Weighing 110 carats total, this pear shaped, bright yellow diamond will go on display to the public tomorrow for a limited amount of time, and is on loan from Cora International, a diamond manufacturer.
“I’ve never seen a stone such as this,” Alan Hart, the Natural History Museum’s minerals curator, told BBC News. “A one carat diamond is what most people are familiar with, and are really pleased to own. You can see how exceptional this diamond is.”
The color of a diamond is the result of the presence of other substances or structural differences, such as with pink diamonds, whose color is created by structural defects. Blue diamonds, on the other hand, are created by small amounts of boron, and exposure to radiation at some point during formation will result in a green tint.
Yellow diamonds, like the Sun Drop, though are created by traces of nitrogen in the carbon, rendering strong colors unusual, and large stones with high levels of color are extremely rare.

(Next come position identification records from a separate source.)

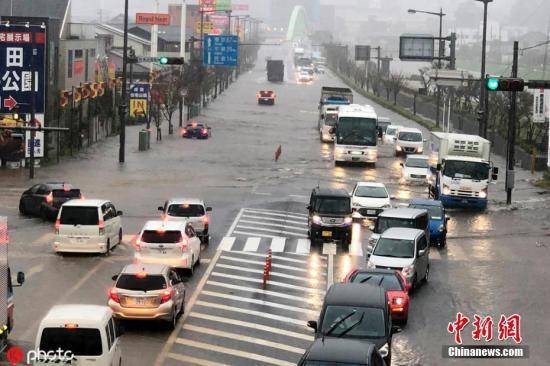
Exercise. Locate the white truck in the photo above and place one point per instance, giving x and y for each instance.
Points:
(356, 134)
(463, 172)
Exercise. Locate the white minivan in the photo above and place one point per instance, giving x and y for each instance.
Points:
(87, 226)
(86, 335)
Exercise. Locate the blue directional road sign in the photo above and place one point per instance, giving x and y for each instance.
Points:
(16, 50)
(220, 50)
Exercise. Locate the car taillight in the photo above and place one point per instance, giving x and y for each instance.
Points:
(166, 295)
(113, 295)
(101, 227)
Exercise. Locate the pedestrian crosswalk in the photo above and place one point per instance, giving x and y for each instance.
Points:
(235, 320)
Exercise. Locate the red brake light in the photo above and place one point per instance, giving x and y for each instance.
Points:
(113, 295)
(57, 226)
(166, 295)
(101, 227)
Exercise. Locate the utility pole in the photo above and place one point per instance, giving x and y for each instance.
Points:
(512, 131)
(124, 96)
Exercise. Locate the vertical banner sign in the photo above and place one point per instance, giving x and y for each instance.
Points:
(541, 101)
(16, 48)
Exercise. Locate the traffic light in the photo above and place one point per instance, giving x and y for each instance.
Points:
(171, 60)
(64, 100)
(505, 84)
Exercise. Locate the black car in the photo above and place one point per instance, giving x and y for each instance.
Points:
(341, 351)
(329, 216)
(45, 199)
(357, 311)
(196, 130)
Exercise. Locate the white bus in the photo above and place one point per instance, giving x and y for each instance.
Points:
(356, 134)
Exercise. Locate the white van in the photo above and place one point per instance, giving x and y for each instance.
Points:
(86, 334)
(87, 226)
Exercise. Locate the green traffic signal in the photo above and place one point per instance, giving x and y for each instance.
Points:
(492, 84)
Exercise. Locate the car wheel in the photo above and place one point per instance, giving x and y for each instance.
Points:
(427, 275)
(108, 249)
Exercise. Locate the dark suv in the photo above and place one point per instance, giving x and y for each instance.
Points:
(330, 215)
(45, 199)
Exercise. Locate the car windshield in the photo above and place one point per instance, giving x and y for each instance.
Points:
(395, 248)
(134, 282)
(371, 192)
(160, 236)
(332, 206)
(435, 212)
(466, 169)
(75, 215)
(416, 163)
(410, 136)
(384, 223)
(388, 281)
(185, 210)
(70, 193)
(372, 324)
(357, 131)
(80, 341)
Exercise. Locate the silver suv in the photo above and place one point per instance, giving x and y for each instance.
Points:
(404, 250)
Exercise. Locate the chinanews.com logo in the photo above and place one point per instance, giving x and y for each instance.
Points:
(16, 356)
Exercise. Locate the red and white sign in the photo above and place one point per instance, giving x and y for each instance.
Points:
(153, 18)
(240, 7)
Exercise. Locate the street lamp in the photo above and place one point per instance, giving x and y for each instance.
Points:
(123, 106)
(483, 100)
(440, 15)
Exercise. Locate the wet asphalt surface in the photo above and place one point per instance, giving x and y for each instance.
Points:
(496, 262)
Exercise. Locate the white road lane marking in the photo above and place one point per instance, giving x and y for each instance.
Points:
(278, 244)
(311, 301)
(271, 224)
(252, 244)
(194, 360)
(233, 352)
(270, 304)
(273, 231)
(227, 243)
(240, 232)
(270, 282)
(260, 314)
(262, 263)
(302, 223)
(304, 246)
(243, 338)
(240, 323)
(272, 273)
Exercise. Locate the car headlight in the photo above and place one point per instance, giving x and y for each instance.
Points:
(483, 193)
(316, 219)
(408, 270)
(384, 350)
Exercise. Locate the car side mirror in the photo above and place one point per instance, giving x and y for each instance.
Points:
(20, 278)
(395, 329)
(312, 324)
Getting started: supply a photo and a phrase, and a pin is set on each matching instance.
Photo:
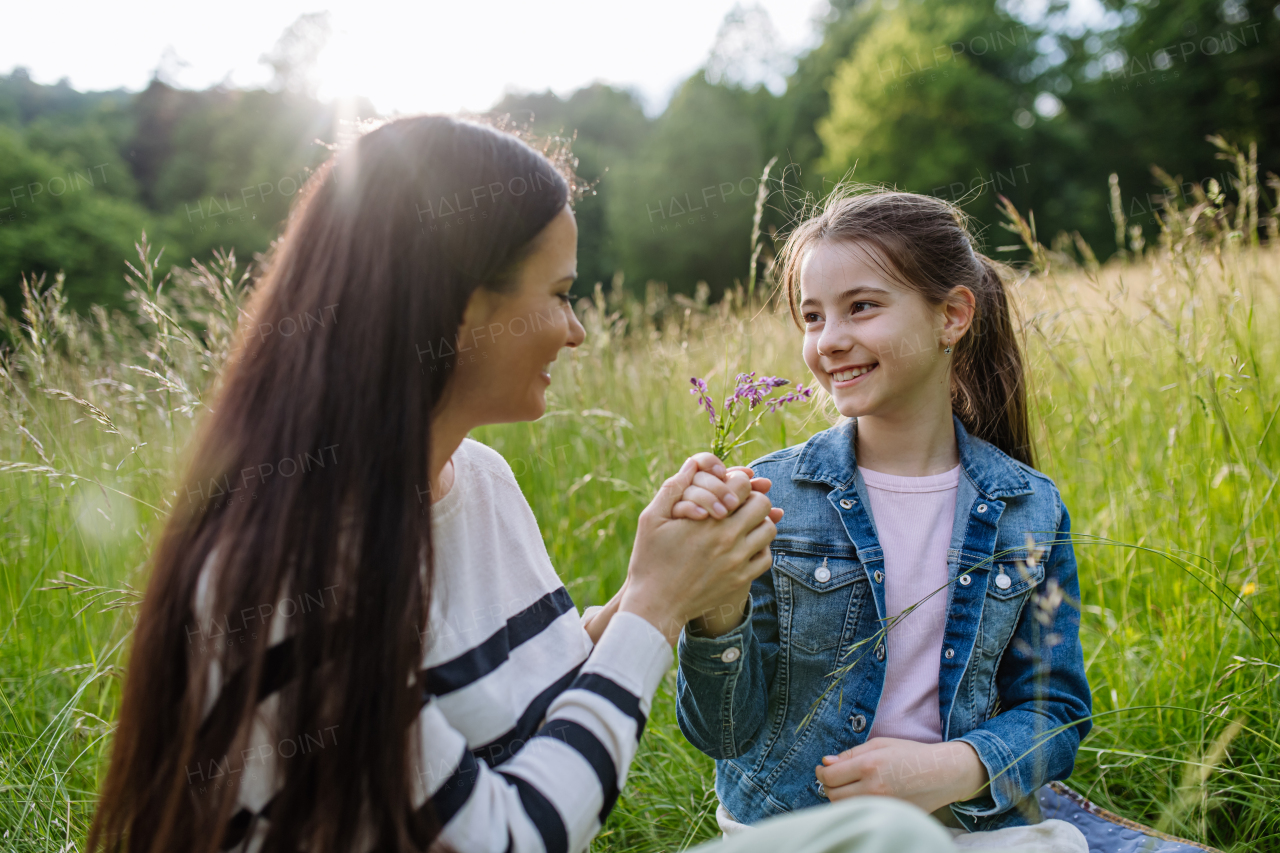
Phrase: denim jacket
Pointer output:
(1011, 680)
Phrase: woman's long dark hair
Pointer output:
(309, 484)
(929, 249)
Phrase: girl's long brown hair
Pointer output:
(309, 484)
(928, 247)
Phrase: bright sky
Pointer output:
(421, 55)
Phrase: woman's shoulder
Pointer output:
(487, 461)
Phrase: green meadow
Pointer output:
(1155, 397)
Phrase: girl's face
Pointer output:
(876, 346)
(508, 341)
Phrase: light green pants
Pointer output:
(855, 825)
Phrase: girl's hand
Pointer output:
(929, 775)
(680, 570)
(717, 496)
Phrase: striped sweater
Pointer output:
(526, 729)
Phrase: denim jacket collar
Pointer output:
(828, 457)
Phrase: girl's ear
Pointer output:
(958, 313)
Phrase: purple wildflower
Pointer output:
(704, 397)
(791, 396)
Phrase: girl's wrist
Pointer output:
(970, 774)
(656, 612)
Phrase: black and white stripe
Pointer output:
(526, 730)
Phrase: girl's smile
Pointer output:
(848, 377)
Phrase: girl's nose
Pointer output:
(835, 338)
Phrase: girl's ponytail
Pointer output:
(928, 249)
(988, 386)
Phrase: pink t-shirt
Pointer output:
(913, 518)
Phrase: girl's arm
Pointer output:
(1043, 690)
(1032, 742)
(722, 685)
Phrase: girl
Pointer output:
(917, 634)
(369, 648)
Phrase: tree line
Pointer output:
(958, 99)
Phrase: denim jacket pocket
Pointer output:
(1005, 601)
(821, 592)
(1020, 579)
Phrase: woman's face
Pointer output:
(873, 345)
(508, 341)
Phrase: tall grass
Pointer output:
(1155, 400)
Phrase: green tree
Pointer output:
(56, 217)
(927, 104)
(681, 210)
(608, 127)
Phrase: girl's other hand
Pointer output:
(717, 495)
(929, 775)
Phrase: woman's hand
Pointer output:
(717, 491)
(682, 569)
(929, 775)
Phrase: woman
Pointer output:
(373, 651)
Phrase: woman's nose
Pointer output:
(576, 333)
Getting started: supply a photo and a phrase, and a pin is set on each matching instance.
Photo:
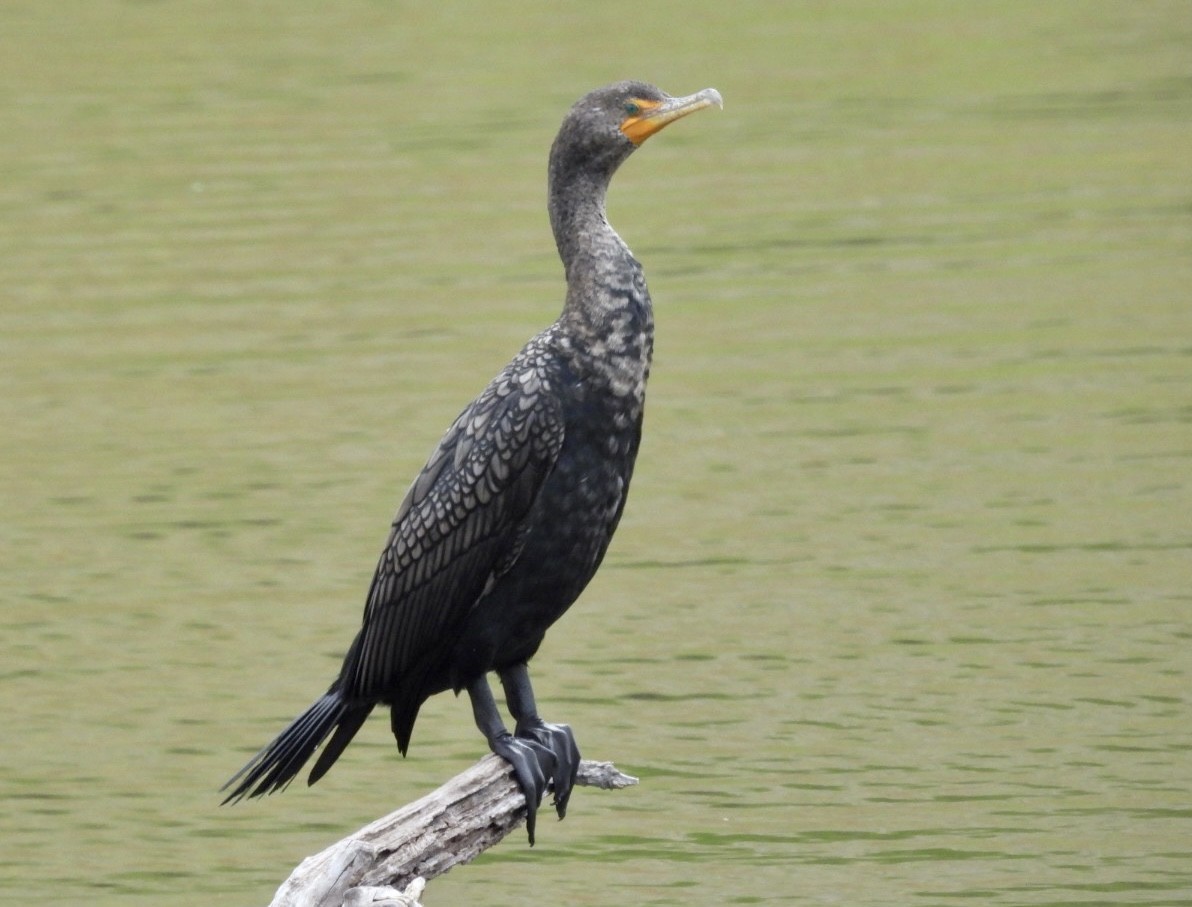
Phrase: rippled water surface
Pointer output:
(900, 609)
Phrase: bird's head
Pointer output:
(606, 125)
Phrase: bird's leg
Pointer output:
(532, 759)
(557, 738)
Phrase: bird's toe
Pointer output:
(562, 743)
(533, 763)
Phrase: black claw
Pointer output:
(562, 744)
(532, 763)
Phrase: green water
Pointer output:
(899, 613)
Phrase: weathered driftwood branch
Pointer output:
(385, 863)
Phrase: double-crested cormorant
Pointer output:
(510, 517)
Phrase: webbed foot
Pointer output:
(562, 744)
(533, 763)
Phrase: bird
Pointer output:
(511, 515)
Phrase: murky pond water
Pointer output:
(900, 609)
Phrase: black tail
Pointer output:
(274, 766)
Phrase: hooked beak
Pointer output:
(656, 115)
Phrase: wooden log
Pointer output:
(386, 863)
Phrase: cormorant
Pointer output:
(510, 517)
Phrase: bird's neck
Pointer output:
(604, 281)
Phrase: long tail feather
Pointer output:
(275, 765)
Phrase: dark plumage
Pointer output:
(510, 517)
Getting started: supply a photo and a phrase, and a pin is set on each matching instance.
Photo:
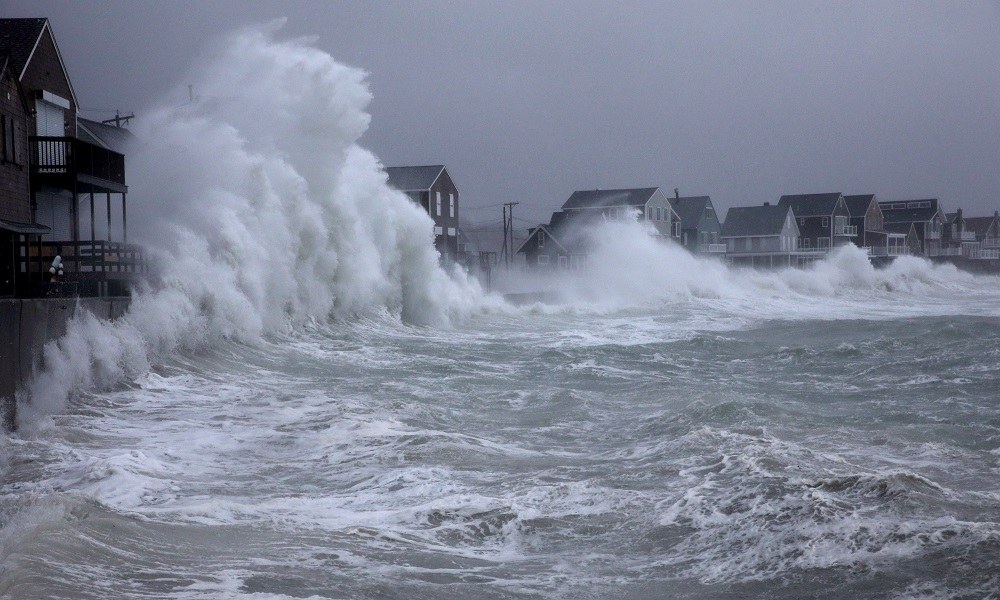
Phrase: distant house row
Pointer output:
(804, 227)
(796, 231)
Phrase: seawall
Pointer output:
(25, 327)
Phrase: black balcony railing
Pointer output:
(74, 157)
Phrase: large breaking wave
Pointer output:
(262, 212)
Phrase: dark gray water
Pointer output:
(568, 454)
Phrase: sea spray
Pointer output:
(261, 213)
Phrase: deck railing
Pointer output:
(72, 156)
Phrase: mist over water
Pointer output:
(303, 403)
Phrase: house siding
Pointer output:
(45, 72)
(15, 194)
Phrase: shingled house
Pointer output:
(700, 226)
(433, 189)
(648, 203)
(823, 220)
(72, 176)
(924, 215)
(765, 236)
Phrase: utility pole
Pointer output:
(508, 233)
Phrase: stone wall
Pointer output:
(25, 327)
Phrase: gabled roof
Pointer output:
(107, 136)
(413, 179)
(605, 198)
(811, 205)
(690, 209)
(745, 221)
(20, 37)
(926, 212)
(980, 225)
(858, 205)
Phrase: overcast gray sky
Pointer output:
(527, 101)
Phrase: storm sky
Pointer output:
(528, 101)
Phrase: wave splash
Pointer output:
(261, 212)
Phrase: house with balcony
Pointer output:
(76, 193)
(987, 232)
(432, 188)
(928, 222)
(562, 244)
(763, 236)
(700, 226)
(648, 204)
(823, 220)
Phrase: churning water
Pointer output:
(306, 405)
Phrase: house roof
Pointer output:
(17, 40)
(858, 205)
(413, 179)
(690, 209)
(107, 136)
(604, 198)
(810, 205)
(909, 215)
(744, 221)
(900, 227)
(980, 225)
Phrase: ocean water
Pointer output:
(303, 404)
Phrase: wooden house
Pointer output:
(765, 235)
(649, 204)
(866, 219)
(433, 189)
(987, 232)
(15, 190)
(560, 244)
(823, 220)
(67, 176)
(926, 217)
(700, 226)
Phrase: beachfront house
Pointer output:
(76, 193)
(649, 204)
(433, 189)
(557, 245)
(700, 226)
(926, 217)
(823, 220)
(765, 236)
(987, 232)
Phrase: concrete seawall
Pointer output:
(25, 327)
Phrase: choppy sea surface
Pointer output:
(304, 404)
(688, 451)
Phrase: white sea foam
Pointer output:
(263, 213)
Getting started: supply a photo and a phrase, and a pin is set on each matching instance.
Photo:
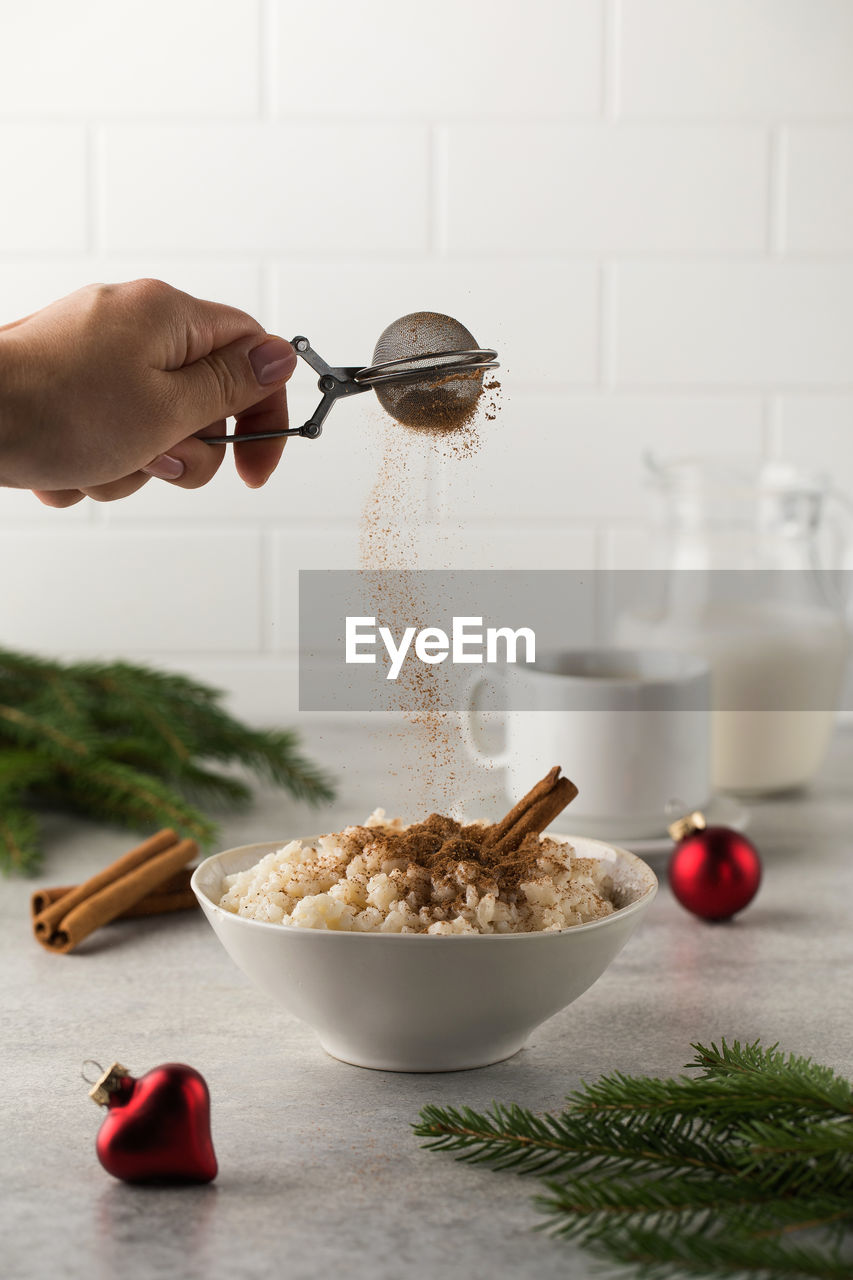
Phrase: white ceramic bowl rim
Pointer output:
(644, 873)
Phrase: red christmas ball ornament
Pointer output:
(714, 872)
(158, 1128)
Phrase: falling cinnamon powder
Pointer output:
(429, 430)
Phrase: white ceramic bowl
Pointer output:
(414, 1002)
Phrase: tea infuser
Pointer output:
(425, 366)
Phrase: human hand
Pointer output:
(117, 383)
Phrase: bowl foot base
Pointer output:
(420, 1064)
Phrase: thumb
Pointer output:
(232, 379)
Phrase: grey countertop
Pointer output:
(319, 1173)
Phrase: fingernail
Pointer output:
(273, 360)
(165, 467)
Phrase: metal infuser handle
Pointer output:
(336, 383)
(333, 383)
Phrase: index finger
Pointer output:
(256, 461)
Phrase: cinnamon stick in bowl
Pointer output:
(64, 923)
(533, 813)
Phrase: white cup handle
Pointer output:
(497, 760)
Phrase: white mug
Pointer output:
(629, 727)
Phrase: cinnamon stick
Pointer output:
(173, 895)
(49, 918)
(67, 922)
(533, 813)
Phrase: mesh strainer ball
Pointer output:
(437, 400)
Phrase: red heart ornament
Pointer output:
(156, 1128)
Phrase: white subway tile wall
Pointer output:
(644, 205)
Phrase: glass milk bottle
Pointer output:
(744, 588)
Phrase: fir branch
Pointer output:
(128, 744)
(746, 1170)
(18, 835)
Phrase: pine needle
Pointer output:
(132, 745)
(743, 1170)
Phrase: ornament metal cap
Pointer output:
(108, 1083)
(687, 826)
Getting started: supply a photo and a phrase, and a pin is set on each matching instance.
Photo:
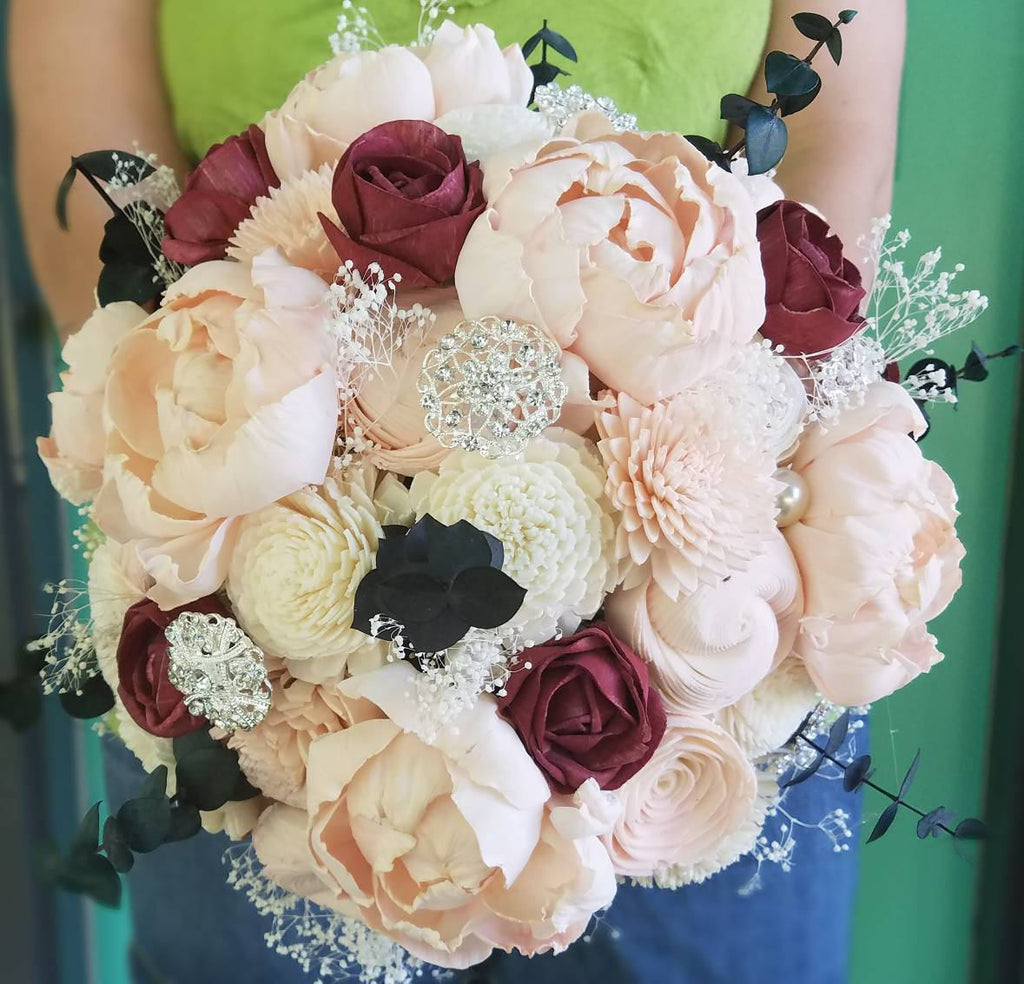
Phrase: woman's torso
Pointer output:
(669, 61)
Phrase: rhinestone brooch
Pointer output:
(218, 671)
(491, 386)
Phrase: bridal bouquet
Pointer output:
(486, 504)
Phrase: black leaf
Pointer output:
(94, 700)
(766, 140)
(976, 367)
(22, 700)
(857, 772)
(923, 407)
(116, 846)
(86, 839)
(971, 828)
(884, 822)
(835, 44)
(123, 243)
(145, 822)
(155, 784)
(804, 773)
(545, 73)
(62, 191)
(838, 733)
(735, 109)
(452, 549)
(787, 75)
(485, 597)
(192, 741)
(943, 377)
(126, 282)
(904, 786)
(93, 875)
(711, 150)
(787, 104)
(813, 26)
(931, 824)
(558, 42)
(436, 582)
(208, 777)
(101, 165)
(419, 596)
(185, 822)
(530, 44)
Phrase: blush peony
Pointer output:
(877, 549)
(355, 91)
(446, 848)
(693, 796)
(631, 250)
(74, 452)
(548, 509)
(274, 754)
(219, 403)
(710, 648)
(294, 571)
(696, 499)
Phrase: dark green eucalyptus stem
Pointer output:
(873, 785)
(100, 190)
(775, 103)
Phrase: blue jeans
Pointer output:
(190, 928)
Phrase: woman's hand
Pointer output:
(84, 77)
(843, 146)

According to Hart, diamonds with a strong hue represent only a small amount of all natural diamonds in the world, and the brightness and large size of the Sun Drop diamond make it the world’s largest yellow diamond.
“In addition, extremely large diamonds with exceptional colors are historically significant as so few exist, so we are delighted to be able to show the Cora Sun-Drop to our visitors,” Hart said.
The Sun Drop will be on display in ‘The Vault” at the museum, which already include the Devonshire Emerald, the Aurora Pyramid of Hope – a world-class collection of 296 naturally colored diamonds – Heron-Allen’s cursed amethyst and the Nakhla, an extremely rare Martian meteorite.